RECC’s inaugural model, the REVA, was introduced in 2001. Around 4,000 of the vehicles have been sold in more than 20 countries, the majority in Bangalore and London (where EVs are exempt from congestion fees).
Paul Compton, JSP President and Chief Executive Officer – Europe, Middle-East and Africa, who presented the award, explains: “Chetan Maini is a pioneer in every sense of the word: challenging the status quo, overcoming technological limits and fuelling a revolution in automotive engineering. By delivering successful consumer adoption, Chetan’s pursuit of mass-produced, affordable, electric vehicles demonstrated exactly what could be achieved: prompting further electric vehicle advancement, encouraging widespread low-carbon development and influencing the future of transportation. Chetan’s alternative thinking drove positive change”.
This vision to help deliver mass market solutions is behind an enabling technology which capitalises on the benefits of ARPRO called inrekor, an ultra-lightweight sandwich structure technology using an ARPRO® core with bonded skins to give exceptional strength to weight performance.
ARPRO is committed to working with the automotive industry to achieve improved light-weighting in vehicles, whilst still meeting the highest structural and safety standards, we are now working with manufacturers on the next generation of mass market electric vehicles. Here ARPRO is helping designers to achieve a strong structural lightweight chassis, essential for future developments in this field.
“We share Chetan’s passion for the potential of this market which is set to transform future transport in cities all over the world and are delighted to have the opportunity to recognise the important role Chetan has played in driving the development of electric vehicles for the mass market. It is this kind of development that could bring Chetan Maini’s vision of widespread adoption of electric vehicles closer to reality,” concluded Compton.

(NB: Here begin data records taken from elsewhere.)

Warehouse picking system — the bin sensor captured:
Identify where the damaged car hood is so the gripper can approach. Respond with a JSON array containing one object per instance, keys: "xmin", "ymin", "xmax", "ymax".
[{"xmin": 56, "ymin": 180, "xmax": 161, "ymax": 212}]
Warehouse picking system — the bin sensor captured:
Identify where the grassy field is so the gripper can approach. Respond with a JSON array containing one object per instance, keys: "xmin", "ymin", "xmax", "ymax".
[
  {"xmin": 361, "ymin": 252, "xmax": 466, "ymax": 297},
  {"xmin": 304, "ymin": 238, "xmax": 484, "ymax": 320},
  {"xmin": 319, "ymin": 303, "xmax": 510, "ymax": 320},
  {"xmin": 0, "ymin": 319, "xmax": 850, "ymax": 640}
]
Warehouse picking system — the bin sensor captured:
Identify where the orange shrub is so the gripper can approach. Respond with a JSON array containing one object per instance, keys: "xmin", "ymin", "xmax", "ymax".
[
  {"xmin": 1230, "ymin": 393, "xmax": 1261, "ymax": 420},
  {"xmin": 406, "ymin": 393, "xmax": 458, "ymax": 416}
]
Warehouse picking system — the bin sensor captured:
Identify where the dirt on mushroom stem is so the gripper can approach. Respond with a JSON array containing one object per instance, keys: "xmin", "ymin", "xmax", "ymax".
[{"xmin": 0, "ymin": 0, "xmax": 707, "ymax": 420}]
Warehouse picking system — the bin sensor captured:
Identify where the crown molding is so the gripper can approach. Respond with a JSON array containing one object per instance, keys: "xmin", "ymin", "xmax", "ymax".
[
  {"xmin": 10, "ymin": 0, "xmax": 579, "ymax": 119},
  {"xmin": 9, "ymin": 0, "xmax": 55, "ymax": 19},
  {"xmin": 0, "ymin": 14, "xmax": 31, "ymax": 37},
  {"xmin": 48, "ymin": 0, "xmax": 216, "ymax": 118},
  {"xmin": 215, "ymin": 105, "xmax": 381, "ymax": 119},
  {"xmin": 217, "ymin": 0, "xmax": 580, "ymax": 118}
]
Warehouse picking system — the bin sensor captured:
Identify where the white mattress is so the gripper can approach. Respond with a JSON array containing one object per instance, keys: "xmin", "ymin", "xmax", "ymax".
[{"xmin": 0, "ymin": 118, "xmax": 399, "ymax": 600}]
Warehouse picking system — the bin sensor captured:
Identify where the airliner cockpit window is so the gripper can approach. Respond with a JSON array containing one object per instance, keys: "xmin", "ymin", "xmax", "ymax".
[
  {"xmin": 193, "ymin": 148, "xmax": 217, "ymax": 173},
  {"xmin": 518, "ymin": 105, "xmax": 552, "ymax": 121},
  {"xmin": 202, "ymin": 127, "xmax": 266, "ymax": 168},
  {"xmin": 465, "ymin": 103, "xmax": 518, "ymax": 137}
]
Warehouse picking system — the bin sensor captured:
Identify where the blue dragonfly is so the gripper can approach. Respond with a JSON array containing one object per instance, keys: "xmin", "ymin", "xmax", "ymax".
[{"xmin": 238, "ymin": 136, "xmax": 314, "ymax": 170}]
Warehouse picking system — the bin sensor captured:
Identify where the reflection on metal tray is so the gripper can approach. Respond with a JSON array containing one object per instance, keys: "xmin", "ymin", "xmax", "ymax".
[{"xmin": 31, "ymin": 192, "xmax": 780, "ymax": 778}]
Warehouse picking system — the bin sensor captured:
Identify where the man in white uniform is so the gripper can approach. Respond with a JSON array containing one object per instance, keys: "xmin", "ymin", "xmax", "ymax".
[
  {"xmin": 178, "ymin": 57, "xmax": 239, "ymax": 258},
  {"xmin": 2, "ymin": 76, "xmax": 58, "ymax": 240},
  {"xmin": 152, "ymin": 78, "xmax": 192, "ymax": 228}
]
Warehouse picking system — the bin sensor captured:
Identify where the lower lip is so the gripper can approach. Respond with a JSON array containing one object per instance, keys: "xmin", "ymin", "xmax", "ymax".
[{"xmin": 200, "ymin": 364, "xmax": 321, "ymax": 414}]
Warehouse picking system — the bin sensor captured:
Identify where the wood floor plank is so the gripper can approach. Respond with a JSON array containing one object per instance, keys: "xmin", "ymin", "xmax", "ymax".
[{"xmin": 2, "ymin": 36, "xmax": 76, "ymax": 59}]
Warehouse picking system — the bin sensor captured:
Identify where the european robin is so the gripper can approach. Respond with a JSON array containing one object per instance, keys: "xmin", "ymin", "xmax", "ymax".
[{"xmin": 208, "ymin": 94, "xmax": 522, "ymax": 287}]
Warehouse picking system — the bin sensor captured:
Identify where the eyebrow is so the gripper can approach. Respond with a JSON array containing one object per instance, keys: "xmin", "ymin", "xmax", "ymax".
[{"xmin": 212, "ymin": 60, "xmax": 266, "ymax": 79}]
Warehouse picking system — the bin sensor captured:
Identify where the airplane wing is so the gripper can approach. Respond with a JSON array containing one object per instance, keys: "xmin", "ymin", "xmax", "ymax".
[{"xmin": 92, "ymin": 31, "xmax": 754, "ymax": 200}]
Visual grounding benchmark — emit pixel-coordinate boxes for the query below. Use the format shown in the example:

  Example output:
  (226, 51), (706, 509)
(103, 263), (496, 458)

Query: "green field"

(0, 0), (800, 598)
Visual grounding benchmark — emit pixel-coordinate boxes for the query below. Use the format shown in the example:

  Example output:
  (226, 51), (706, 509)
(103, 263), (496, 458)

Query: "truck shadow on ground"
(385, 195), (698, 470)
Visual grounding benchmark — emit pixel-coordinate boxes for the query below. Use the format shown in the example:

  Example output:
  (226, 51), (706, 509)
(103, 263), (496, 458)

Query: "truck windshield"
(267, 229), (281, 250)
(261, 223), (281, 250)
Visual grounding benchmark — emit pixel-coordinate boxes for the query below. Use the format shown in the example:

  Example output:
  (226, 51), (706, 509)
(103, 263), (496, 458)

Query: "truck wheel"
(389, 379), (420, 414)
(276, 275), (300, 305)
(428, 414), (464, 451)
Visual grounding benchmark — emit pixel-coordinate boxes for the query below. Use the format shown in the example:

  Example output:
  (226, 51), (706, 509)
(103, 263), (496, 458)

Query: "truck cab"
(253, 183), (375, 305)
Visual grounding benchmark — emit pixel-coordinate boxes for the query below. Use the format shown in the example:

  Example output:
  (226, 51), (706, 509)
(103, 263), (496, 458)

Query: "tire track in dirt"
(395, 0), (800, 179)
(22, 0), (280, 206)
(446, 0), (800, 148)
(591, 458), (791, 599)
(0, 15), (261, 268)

The inrekor technology, utilising ARPRO has the potential to save 10 billion litres of fuel and 50 million tonnes of CO2 emissions globally each year and is already being designed into prototype electric vehicles, where its insulating properties are also helping to minimise the need for heating and air conditioning demands on the battery, while helping to minimise NVH (noise vibration and harshness).
Commenting on the award decision by a panel of independent judges, Tom Standage, Digital Editor at The Economist, said: “Mr Maini’s success reminds us that electric cars need not be expensive, and that developed countries do not have a monopoly on innovation. Indeed, India has emerged as the champion of ‘frugal innovation’, cutting costs to make new technologies more widely available.”
The potential of ARPRO, as a material capable of transforming the chassis specification of electric vehicles was showcased at The Economist Innovation Awards ceremony.